An introduction to developing with ChatGPT and GPT4 on Azure

Published in

SDG Group

8 min readApr 10, 2023

At this point, you are probably well aware of what ChatGPT and GPT-4 are. They have generated countless headlines, motivated a call for a moratorium on AI experiments, and created very high expectations. Whether you think they are a first step towards AGI, an existential threat, or just some overhyped language models, what’s clear is that integrating these models into your solutions can be an invaluable tool to solve complex problems.

Although OpenAI has been offering an API to access their models for some time now, it was not a real option for enterprise applications due to the absence of SLAs or compliance guarantees (see for example the Italian government concerns). This, however, changed when Microsoft announced the general availability of the OpenAI models as an Azure offering.

In this post we will go through all the necessary steps to leverage the power of ChatGPT and GPT-4 in an Azure environment:

Requesting access to the Azure OpenAI service.
Deploying models.
Setting up the OpenAI Python library.
Using the Completion and ChatCompletion APIs.
Further learning resources.

Getting started

When you log in to your Azure portal, you can find Azure OpenAI just like any other service. However, before being able to deploy it, you’ll need to request access.

Creating an Azure OpenAI resource (image by author)
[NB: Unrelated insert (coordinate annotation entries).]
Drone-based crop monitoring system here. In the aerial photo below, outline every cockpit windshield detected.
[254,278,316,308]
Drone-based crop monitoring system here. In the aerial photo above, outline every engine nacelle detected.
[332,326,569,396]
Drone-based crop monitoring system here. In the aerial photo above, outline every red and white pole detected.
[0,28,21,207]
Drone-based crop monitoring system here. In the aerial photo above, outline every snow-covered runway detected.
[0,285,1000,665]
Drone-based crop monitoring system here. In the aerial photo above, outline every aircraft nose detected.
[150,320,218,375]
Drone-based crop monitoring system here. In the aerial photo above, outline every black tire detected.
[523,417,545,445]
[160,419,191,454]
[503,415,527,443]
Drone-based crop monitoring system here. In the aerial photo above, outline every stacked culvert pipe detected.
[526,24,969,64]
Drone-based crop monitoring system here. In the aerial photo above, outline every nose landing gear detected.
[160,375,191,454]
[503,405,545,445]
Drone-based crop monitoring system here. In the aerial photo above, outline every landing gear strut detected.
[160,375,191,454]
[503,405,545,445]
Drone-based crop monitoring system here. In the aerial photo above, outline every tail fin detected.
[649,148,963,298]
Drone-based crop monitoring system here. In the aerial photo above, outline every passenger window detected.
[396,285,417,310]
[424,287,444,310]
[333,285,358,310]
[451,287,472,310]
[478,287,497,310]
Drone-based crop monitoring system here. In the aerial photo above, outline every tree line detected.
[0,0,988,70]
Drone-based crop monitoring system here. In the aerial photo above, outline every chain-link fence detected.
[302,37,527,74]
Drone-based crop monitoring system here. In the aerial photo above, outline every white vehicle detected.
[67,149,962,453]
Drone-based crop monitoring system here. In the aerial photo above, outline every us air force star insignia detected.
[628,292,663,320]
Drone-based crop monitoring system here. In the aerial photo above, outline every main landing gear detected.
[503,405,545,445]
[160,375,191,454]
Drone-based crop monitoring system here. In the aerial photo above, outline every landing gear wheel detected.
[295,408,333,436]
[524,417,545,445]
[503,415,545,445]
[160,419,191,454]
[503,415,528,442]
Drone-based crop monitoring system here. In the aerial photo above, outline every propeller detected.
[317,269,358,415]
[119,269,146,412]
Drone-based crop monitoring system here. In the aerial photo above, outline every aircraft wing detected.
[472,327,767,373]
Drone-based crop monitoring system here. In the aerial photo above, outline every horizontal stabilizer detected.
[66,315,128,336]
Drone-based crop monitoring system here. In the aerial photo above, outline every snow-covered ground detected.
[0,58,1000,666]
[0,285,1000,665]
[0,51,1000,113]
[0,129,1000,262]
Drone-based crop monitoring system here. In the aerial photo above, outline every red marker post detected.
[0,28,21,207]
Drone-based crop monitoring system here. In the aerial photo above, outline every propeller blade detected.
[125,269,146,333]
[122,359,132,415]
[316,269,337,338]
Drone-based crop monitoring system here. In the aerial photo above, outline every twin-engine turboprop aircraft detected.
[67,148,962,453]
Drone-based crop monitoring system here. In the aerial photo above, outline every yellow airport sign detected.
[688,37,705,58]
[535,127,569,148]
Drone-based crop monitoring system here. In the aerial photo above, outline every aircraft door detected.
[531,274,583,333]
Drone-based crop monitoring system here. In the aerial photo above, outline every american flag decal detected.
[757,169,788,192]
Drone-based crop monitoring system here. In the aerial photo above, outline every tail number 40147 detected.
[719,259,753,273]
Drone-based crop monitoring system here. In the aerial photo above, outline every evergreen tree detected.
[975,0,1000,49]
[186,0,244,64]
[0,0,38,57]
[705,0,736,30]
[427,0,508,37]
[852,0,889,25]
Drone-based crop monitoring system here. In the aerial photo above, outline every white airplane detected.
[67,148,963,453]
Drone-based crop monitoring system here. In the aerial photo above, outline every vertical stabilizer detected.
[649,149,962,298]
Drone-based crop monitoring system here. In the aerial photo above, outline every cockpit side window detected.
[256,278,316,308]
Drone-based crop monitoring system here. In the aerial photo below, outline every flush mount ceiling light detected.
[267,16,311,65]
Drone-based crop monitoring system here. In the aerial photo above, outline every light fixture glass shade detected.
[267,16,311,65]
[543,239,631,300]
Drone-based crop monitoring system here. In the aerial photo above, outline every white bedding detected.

Requesting access to Azure OpenAI service

As you can see in the image, you will be prompted to request access before being able to deploy the service. When you click on the link, you’ll be redirected to a form to file your request. There you’ll be asked to enter your corporate email (don’t even bother with a Gmail account), provide some basic information about your company, enter your subscription ID, select which services you want to request access to (text and code models, and/or text-to-image DALL·E model) and, finally, select the use cases you want to use Azure OpenAI for. This is something that surprised me since I was expecting some kind of free-text field to describe your intended use case. In the case of the text and code models, these are the available options:

Chat and conversation interaction.
Chat and conversation creation.
Code generation or transformation scenarios.
Journalistic content.
Most Valuable Professional (MVP) or Regional Director (RD) Demo Use.
Question-answering.
Reason over structured and unstructured data.
Search.
Summarization.
Writing assistance on specific topics.

You can select as many as you want, but I’d recommend selecting just the one or two use cases you are most interested in. You can always request additional use cases at a later point.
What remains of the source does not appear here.